At eleven, Hantiliya died at twenty-two. She had been the one who could face Kuwalanaziti without shrinking and argue over measures without flinching. After that, Anniya leaned harder on Targasnalli and on Tiwati, who took over much of the grinding and food work that Hantiliya had managed. The following year brought a bad harvest, and the estate tightened rations. Before the harvest was in, Aruna took a fever and died at thirteen. She had been the sister nearest his age, the one who teased him when he preened for the guards, calling him “little man” in a singsong. After her burial, he talked even more. He interrupted adults, repeated jokes twice if the first telling did not land, and pushed himself into the center of any group that would have him.

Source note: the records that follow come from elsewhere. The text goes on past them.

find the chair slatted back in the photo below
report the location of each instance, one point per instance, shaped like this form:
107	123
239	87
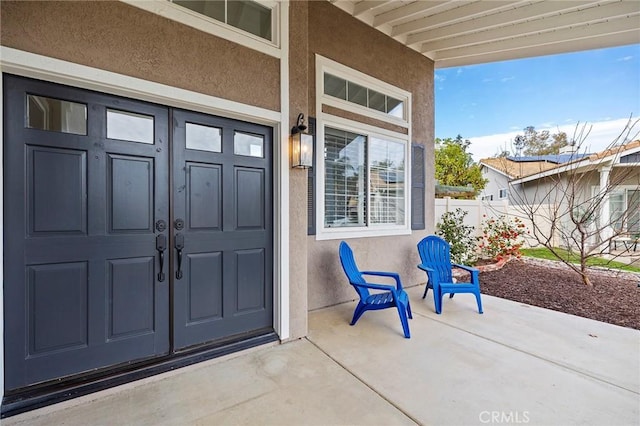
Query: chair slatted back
435	253
351	269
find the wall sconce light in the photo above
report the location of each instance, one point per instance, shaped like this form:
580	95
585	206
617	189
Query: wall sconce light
301	145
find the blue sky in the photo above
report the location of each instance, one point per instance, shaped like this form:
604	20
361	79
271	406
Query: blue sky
491	103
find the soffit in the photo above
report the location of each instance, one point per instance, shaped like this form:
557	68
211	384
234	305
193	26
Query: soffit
458	32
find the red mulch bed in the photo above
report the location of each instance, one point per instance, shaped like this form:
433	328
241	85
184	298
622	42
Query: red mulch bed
614	297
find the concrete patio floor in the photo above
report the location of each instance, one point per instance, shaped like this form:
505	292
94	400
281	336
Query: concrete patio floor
515	364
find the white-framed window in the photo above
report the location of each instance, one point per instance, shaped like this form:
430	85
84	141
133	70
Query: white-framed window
351	90
251	23
624	207
363	171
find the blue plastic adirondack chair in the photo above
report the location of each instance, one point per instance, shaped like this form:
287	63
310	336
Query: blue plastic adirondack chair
436	262
389	297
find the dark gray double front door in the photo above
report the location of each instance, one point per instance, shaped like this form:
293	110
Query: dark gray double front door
131	230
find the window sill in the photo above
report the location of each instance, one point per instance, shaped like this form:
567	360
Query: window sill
342	233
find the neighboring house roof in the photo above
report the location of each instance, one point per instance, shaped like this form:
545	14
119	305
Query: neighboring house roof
590	161
460	192
551	158
516	169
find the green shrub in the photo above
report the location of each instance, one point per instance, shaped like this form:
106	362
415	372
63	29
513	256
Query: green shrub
451	227
501	238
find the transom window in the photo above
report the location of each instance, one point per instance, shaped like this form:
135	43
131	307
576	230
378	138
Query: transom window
361	170
364	181
357	94
247	15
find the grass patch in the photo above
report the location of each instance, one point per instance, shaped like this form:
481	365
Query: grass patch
545	253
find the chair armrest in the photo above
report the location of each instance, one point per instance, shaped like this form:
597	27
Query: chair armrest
393	275
377	286
432	274
425	268
465	267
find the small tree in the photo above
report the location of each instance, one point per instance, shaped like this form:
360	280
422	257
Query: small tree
562	206
501	237
459	236
455	166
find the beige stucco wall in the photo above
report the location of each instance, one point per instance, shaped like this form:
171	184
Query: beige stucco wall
117	37
298	103
336	35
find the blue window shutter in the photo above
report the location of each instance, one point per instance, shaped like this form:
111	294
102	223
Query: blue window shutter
417	187
311	183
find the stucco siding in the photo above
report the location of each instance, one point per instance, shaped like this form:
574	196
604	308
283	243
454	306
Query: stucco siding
336	35
117	37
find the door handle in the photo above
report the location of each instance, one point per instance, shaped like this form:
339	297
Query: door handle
161	246
179	246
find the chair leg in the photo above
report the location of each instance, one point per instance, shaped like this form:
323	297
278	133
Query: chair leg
402	311
437	301
479	302
358	312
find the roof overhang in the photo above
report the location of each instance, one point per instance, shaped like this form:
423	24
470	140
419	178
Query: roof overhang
458	33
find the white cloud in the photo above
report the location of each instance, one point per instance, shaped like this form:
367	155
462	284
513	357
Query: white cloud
601	135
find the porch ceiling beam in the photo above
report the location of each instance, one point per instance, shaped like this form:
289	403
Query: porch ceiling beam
567	34
406	12
366	5
510	18
451	16
472	56
591	16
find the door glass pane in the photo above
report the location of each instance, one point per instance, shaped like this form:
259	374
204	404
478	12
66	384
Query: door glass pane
386	177
344	179
56	115
129	126
250	16
212	9
248	144
203	138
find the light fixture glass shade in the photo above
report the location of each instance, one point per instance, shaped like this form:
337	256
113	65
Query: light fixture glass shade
301	150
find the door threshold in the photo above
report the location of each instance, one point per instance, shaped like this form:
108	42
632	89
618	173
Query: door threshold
43	395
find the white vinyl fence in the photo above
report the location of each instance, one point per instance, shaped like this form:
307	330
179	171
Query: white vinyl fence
478	211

The household scrambled. Anniya brought a blanket and a bronze awl to her sister’s house and returned with grain on credit. She sent Targasnalli out constantly as a runner and porter: a jar of oil to a shrine helper, a bundle of flax, a sack of barley from the storehouse to the millstone yard. He learned which overseer wanted deference and which wanted speed. He argued his way out of punishments with bright, shameless confidence until he met someone who enjoyed slapping boys. After that he kept his mouth running but his hands still.

On errand days he drank from field channels and springs without thinking. By twelve the stomach cramps had become familiar—days of diarrhea that left him lightheaded and slow. Anniya boiled water when she could, but fuel was scarce and the household could not spare him from work whenever he doubled over. Pazunuwa, an older porter, mocked him when he lagged and then used him anyway, sending him on extra trips because Targasnalli could talk guards into opening gates. Between bouts of sickness he gambled with knucklebones, shouted at the throws until elders scowled, and took quiet pride in knowing every shortcut between fields, pens, and shrine. He liked the first cup of thin beer after a long run. He liked being greeted by name at the gate.

At sixteen he was still small, still quick, still talking, though the recurring stomach sickness had left him thinner than before. After carrying loads for Kuwalanaziti during a stretch of heavy estate work, he handled a jar of leather tanning solution in a workshop yard and then ate without washing. The cramps came back harder than usual. He vomited, retched again, and could not keep water down. Years of intestinal illness had worn his body down; what a stronger body might have thrown off in days became something he could not survive. Anniya and Tiwati laid him by the hearth and offered bread and beer at the clay stand, naming the Storm God and the household dead. His body was washed, wrapped in a cloth, and carried to a burial place near the settlement; they set a small bowl and a little barley beside him and sealed the spot with stones.